To the bean counters and investment bankers who run hospitals, this is the best of both worlds. They get to reduce the amount spent on nurses and they avoid responsibility for the fact that there are fewer nurses per patient. If something goes wrong, they can blame the nurses for not following the machine’s instructions or, in a worse case, blame the algorithm itself. Patients may suffer, but pinning the blame on a specific person or group of persons will be more difficult.

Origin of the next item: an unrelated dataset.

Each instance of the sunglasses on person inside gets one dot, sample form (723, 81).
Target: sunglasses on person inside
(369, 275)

This shift away from accountability does not just affect large shifts like the one in the nurse’s article. Smaller decisions, though no less important, are also subject to this dynamic. A recent study, for example, demonstrates that an AI resume reader discriminates, wildly, as if it was a member of the KKK, against non-white males. Another recent study shows that at least some verification processes are biased against minorities. While it might be a stretch to say that the people who used these tools wanted to discriminate, I do not think it a stretch to say that the people behind the use of these tools did not especially care. These limitations have been known for years. But the use of these tools both limited the time needed to review the specific data in question and removed the accountability from a human making a discriminatory chose to a machine making a choice.
While this is not a guarantee that accountability will always be avoided, proving discrimination in our current legal context is already difficult. Pushing the decision to an algorithm makes that even harder. Same with staff reductions. It is easier to argue that a machine intelligence can help make up for the staff reductions and that the machines made the decisions that showed where staff could be reduced than explain to regulators, staff, and patient advocates that you simply think fewer nurses doing more work is good.
We need, as a society, to harshly punish this shift away from accountability. We need to ensure that anyone who produces discriminatory systems is severely punished and that the firms that use these tools are as well. Banning these systems in certain critical areas — like employment, benefit determination, education — is probably justified at this point, given how often these issues reoccur. We need to ensure that no machine can make a critical decision around health decisions, staffing, etc. in critical areas. A person must be the ultimate decision maker and must therefore be held accountable.
Accountability is the magic sauce that makes pretty much every institution run well. When you remove accountability, then you effectively license bad behavior, intentional or not. Humans must make the critical decisions for humans. We must not allow the use of fancy algorithms to be a replacement for judgement and thus accountability. Ultimately, a human is making a decision — it is just being hidden behind a machine. That obfuscation can be used to destroy accountability and thus worsen outcomes for the people subjected to the decisions the organization is making.
It is bad enough when a hospital counts nursing staff. It is worse when the people who make that decision can hide behind an algorithm.